Anche se l'export diretto verso gli Usa è minimale per il tessile, artigiani e industriali temono gli effetti a caduta che la decisione potrà provocare sulla crescita economica


Alessandra Agrati


Il distretto tessile di Prato sta già affrontando una fase di difficoltà, confermata dal rallentamento delle esportazioni nel corso del 2023. I prodotti tessili, che rappresentano oltre un terzo dell’export provinciale, hanno registrato un calo del -10,31% rispetto al 2022 (fonte: Istat Coeweb). Tuttavia, nel quarto trimestre 2024 si è osservato un rimbalzo moderato dell’export tessile, pari al +4,% rispetto allo stesso periodo dell’anno precedente, mentre le esportazioni di filati sono diminuite dell’11,63%.
In questo contesto già complesso, l’annuncio del presidente statunitense Donald Trump di introdurre dazi del 20% sulle importazioni provenienti dall’Unione Europea rischia di aggravare ulteriormente le difficoltà del settore.
“Sebbene la quota di export pratese destinata all’America Settentrionale sia del 5,99% nel 2023 – spiega Enrico Fabbri, ricercatore del Pin – questi dazi potrebbero compromettere la competitività dei prodotti tessili sul mercato statunitense, incrementando i prezzi per i consumatori americani e incentivando fenomeni di concorrenza sleale, come l’italian sounding”.
Va inoltre ricordato che la maggior parte dell’export pratese si rivolge all’Europa (77,08%) e all’Asia (11,22%), mercati che rimangono cruciali per la tenuta del comparto (dati forniti dall’Osservatorio del mercato del lavoro e della formazione, a cui però non è stata rinnovata la convenzione da parte dell’amministrazione comunale). “Tuttavia – continua Fabbri – l’effetto combinato della contrazione produttiva, delle tensioni commerciali internazionali e di un possibile rallentamento della domanda globale richiede strategie di adattamento da parte delle imprese locali.

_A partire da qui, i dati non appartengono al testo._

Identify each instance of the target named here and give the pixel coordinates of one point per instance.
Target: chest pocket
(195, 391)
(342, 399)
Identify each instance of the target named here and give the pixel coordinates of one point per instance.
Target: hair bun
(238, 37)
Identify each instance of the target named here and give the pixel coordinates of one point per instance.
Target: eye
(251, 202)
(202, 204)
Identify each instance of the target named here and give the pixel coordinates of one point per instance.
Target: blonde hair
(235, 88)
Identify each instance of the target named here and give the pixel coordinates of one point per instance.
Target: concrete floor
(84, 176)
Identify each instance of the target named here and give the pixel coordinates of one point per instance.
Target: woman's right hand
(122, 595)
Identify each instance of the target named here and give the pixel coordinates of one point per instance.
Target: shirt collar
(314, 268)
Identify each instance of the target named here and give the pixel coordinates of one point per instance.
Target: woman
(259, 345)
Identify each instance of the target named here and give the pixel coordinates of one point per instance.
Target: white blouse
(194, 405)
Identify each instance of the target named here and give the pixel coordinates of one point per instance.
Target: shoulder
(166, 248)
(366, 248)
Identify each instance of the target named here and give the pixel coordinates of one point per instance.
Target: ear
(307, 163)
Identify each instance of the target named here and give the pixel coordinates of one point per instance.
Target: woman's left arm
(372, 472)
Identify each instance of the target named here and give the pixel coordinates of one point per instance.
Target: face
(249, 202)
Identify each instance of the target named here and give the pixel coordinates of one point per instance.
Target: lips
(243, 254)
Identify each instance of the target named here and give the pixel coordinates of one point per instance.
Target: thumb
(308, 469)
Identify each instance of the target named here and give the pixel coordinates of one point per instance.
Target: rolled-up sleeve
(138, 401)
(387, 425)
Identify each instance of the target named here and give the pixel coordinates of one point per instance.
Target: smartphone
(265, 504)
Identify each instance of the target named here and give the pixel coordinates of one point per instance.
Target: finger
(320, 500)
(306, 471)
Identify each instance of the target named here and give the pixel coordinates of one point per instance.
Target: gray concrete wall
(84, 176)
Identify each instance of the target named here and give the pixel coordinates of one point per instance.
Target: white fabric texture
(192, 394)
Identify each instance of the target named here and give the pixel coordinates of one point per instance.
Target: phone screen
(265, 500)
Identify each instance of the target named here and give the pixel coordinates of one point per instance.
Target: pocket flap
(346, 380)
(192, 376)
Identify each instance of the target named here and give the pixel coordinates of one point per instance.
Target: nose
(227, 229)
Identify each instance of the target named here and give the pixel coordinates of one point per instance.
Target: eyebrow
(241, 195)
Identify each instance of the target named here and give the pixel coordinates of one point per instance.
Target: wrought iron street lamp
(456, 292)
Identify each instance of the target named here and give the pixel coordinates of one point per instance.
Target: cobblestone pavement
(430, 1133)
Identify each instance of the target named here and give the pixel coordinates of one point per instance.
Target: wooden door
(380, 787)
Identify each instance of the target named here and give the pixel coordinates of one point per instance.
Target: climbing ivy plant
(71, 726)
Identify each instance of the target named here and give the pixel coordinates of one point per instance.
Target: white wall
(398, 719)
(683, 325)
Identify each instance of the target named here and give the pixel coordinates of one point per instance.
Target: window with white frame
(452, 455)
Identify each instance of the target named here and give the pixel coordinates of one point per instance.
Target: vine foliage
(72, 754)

Risulta quindi fondamentale promuovere la diversificazione dei mercati di sbocco, investire nell’innovazione e sostenere politiche pubbliche capaci di mitigare l’impatto delle nuove barriere commerciali”.

Nel caso del tessile, il quadro attuale è differenziato per le diverse tipologie di prodotti: per citare degli esempi rappresentativi, i filati cardati o pettinati a maggioranza lana subivano prima degli aumenti un dazio del 6%, che andrà quindi al 26%; ben più pesante il risultato finale dei tessuti cardati o pettinati a maggioranza lana, che già avevano un dazio del 25% e che raggiungeranno quindi il 45%. Confezioni tessili come le sciarpe arriveranno a seconda delle tipologie a dazi finali dal 22% al 31,7%. Molto differenziata la situazione per i capi di abbigliamento: si va da tipologie che finora non erano gravate da nessun dazio e quindi arriveranno “solo” al 20% ad altre che sfioreranno il 35%.
In attesa di capire meglio quali saranno le reali conseguenze arrivano le prime reazioni da parte delle associazioni di categoria
“E’ una strategia economica folle – spiega Fabio Giusti presidente di Confartigianato Prato – che colpisce indirettamente tutti e tutto che avrà come effetto immediato una grande preoccupazione fra i produttori con una recessione quasi certa che ci farà fare un balzo indietro di almeno dieci anni per rapporti commerciali e tenore di vita. Una scelta inqualificabile nella forma e nella sostanza che getta un’ombra scura sul futuro per quanto riguarda le prospettive di crescita “
Preoccupazione anche dal mondo degli industriali che aspettano di capire esattamente come incideranno i dazi sulle loro produzioni: “La prima valutazione – spiega la vice presidente di Ctn Fabia Romagnoli – è generale: assistiamo a una chiusura dei mercati con effetti sulla catena del valore che ha ripercussioni globali. Serve quindi una risposta mirata e coesa da parte dell’unione Europea, ma anche misure a favore del manifatturiero, penso ad esempio per le industrie italiane ai sostegni per l’energia, per mantenere la competitività”.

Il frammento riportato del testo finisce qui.